Teori belajar behavioristik antara lain meliputi:

Teori classical conditioning dari Pavlov yang didasarkan pada reaksi sistem tak terkondisi dalam diri seseorang serta gerak refleks setelah menerima stimulis. Menurut Pavlov, penguatan berperan penting dalam mengkondisikan munculnya respons yang diharapkan.

Teori connectionism dari Thorndike menyatakan bahwa belajar merupakan proses coba-coba sebagai reaksi terhadap stimulus.
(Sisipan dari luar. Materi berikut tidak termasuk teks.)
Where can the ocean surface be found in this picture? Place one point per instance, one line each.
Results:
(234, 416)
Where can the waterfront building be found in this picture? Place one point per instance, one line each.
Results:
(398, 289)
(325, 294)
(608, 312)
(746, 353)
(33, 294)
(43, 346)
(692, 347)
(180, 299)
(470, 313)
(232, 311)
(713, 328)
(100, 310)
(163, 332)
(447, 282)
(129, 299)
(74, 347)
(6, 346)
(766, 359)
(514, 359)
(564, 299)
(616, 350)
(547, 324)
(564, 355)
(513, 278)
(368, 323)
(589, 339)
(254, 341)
Respons yang benar akan semakin diperkuat melalui serangkaian proses coba-coba, sedangkan respons yang tidak benar akan menghilang.

Teori behaviorisme dari Watson menyatakan bahwa stimulus dan respons yang menjadi konsep dasar dalam teori perilaku haruslah berbentuk tingkah laku yang dapat diamati. Interaksi S-R merupakan proses pengkondisian yang akan terjadi beruang-ulang untuk mencapai hasil yang cukup kompleks.

Ketiga teori diatas dimodifikasi dan berhasil dikembangkan oleh perilaku baru (neo-behaviorism) dan perbedaannya hanya dalam hal identifikasi terhadap faktor-faktor khusus yang dianggap berpengaruh terhadap belajar, diantaranya:

Teori sistematic behavior dari Hull, selain interaksi stimulus, respons dan penguatan ada proses lain yang berpengaruh terhadap pemunculan respons yang diharapkan, yaitu variabel intervening.

Teori contignity dari Guthrie, kombinasi stimulus yang dikuti dengan suatu gerakan, pada saat pengulangan berikutnya cenderung diikuti lagi oleh gerakan tersebut. Disamping itu, jika belajar terjadi dalam suatu proses coba-coba maka proses yang terkhir muncul akan terulang kembali seandainya kombinasi stimulus yang sama dihadirkan.

Teori operant conditioning dari skinner menyatakan bahwa kunci untuk memahami perilaku individu terletak pada pemahaman kita terhadap stimulus satu dengan stimulus lainnya, respons yang dimunculkan, dan juga berbagai konsekuensi yang diakibatkan oleh respons tersebut.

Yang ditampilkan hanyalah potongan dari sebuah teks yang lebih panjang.